Working with Impala

After you start Impala, use the impala-shell or a JDBC or ODBC client to query data. You can query data stored in files, as well as data stored in MapR Database tables. Impala depends on the Hive metastore to track table metadata. MapR file system tracks the metadata of other files. Impala supports Text and Parquet file formats. If you want to query data using SequenceFile, RCFile, and Avro file formats, use Hive to load the data. Impala supports Snappy, GZIP, Deflate, and BZIP compression codecs.

Impala File Formats

The following table summarizes the supported Impala text formats:

File Type Format Compression Codecs Can Impala Create?
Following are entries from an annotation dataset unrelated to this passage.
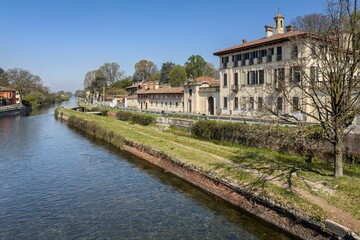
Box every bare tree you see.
[134,60,159,82]
[271,0,360,177]
[0,68,9,86]
[6,68,42,100]
[99,62,125,86]
[84,70,97,89]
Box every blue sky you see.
[0,0,326,91]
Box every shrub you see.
[116,111,156,125]
[191,120,322,158]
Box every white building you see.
[137,86,184,113]
[214,13,317,120]
[184,77,220,115]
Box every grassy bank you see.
[58,109,360,233]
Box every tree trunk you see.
[334,129,344,178]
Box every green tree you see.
[75,90,86,98]
[0,68,9,86]
[160,62,176,84]
[24,91,46,107]
[83,70,96,89]
[90,71,107,92]
[185,55,219,79]
[6,68,42,100]
[149,72,161,82]
[203,63,220,79]
[99,62,125,86]
[278,0,360,177]
[169,65,187,87]
[133,60,159,82]
[110,77,133,89]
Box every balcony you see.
[231,84,239,92]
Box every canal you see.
[0,99,291,239]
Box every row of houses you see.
[0,86,20,107]
[108,13,360,122]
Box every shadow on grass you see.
[231,149,332,191]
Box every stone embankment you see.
[57,111,359,239]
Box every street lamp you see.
[0,87,2,108]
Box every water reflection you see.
[0,99,289,239]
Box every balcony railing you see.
[231,84,239,92]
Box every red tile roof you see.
[213,31,307,56]
[195,77,220,86]
[0,86,16,92]
[137,87,184,95]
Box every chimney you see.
[265,25,274,37]
[286,25,294,32]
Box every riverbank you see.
[0,104,31,117]
[58,109,359,239]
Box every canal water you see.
[0,99,291,239]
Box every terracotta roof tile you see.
[213,31,307,56]
[137,87,184,94]
[0,86,16,92]
[195,77,220,86]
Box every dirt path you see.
[105,119,360,232]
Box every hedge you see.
[116,111,156,125]
[191,120,324,158]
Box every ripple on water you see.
[0,98,288,239]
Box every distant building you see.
[0,86,20,107]
[214,13,317,117]
[137,85,184,112]
[184,77,220,115]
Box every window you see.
[310,66,319,82]
[240,97,247,111]
[291,45,299,59]
[249,97,254,110]
[234,97,239,109]
[224,73,227,87]
[248,71,257,85]
[247,70,264,85]
[224,97,227,109]
[258,97,263,111]
[221,56,229,68]
[259,70,264,84]
[276,46,282,61]
[290,66,301,82]
[267,48,274,62]
[276,97,282,112]
[274,68,285,89]
[232,54,241,67]
[292,97,299,112]
[234,73,239,86]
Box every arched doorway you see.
[208,97,214,115]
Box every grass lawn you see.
[58,109,360,233]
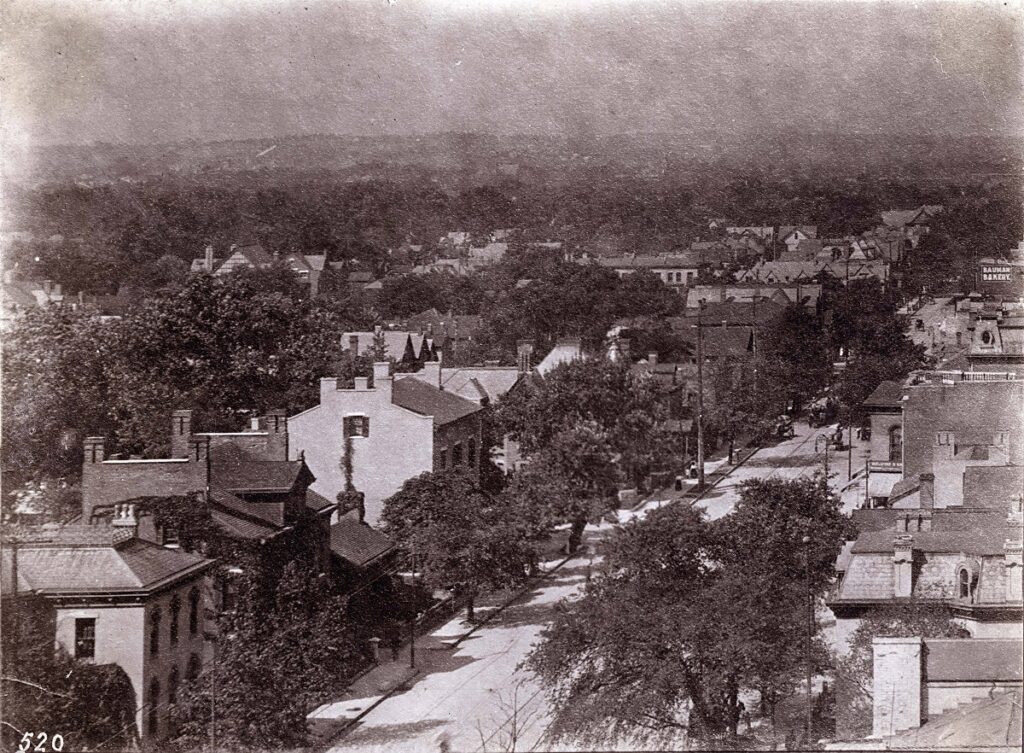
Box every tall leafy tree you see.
[0,306,117,476]
[383,470,536,620]
[171,561,365,750]
[760,303,831,406]
[528,479,845,745]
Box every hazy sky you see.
[2,0,1022,145]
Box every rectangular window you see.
[75,617,96,659]
[344,416,370,436]
[160,526,181,549]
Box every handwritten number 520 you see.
[17,733,63,753]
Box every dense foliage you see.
[382,470,537,620]
[2,273,366,475]
[0,595,139,750]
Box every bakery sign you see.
[981,266,1010,283]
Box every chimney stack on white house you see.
[422,352,441,389]
[871,637,924,738]
[893,534,913,598]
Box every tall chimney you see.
[374,361,392,403]
[266,408,288,460]
[171,411,191,458]
[919,473,935,510]
[893,534,913,598]
[421,352,441,389]
[516,340,534,374]
[111,502,138,538]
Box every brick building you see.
[3,520,214,744]
[82,411,336,572]
[289,361,486,524]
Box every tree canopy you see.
[382,470,536,619]
[528,478,845,745]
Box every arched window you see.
[170,594,181,645]
[889,426,903,463]
[956,564,978,603]
[185,654,203,680]
[167,667,178,706]
[146,679,160,735]
[150,610,161,657]
[188,588,199,635]
[956,568,971,598]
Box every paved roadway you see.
[331,423,846,753]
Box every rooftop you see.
[391,378,482,426]
[331,517,394,568]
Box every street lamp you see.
[801,536,814,747]
[210,566,245,751]
[814,434,831,484]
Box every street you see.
[321,423,863,753]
Can Impala INSERT?
Text Unstructured Snappy, GZIP, BZIP Yes, for CREATE TABLE with no STORED AS clause;default file format is uncompressed text with values separated by ASCII 0x01 characters, typically represented a Ctrl-A Yes. CREATE TABLE, INSERT, and query.
SequenceFile Structured Snappy, GZIP, deflate, BZIP2 Yes No. Query only. Load data using Hive.
RCFile Structured Snappy, GZIP, deflate, BZIP2 Yes No. Query only. Load data using Hive.
Parquet Structured Snappy (default), GZIP Yes Yes. CREATE TABLE, INSERT, and query.
Avro Structured Snappy, GZIP, deflate, BZIP2 No, create using Hive. No. Query only. Load data using Hive.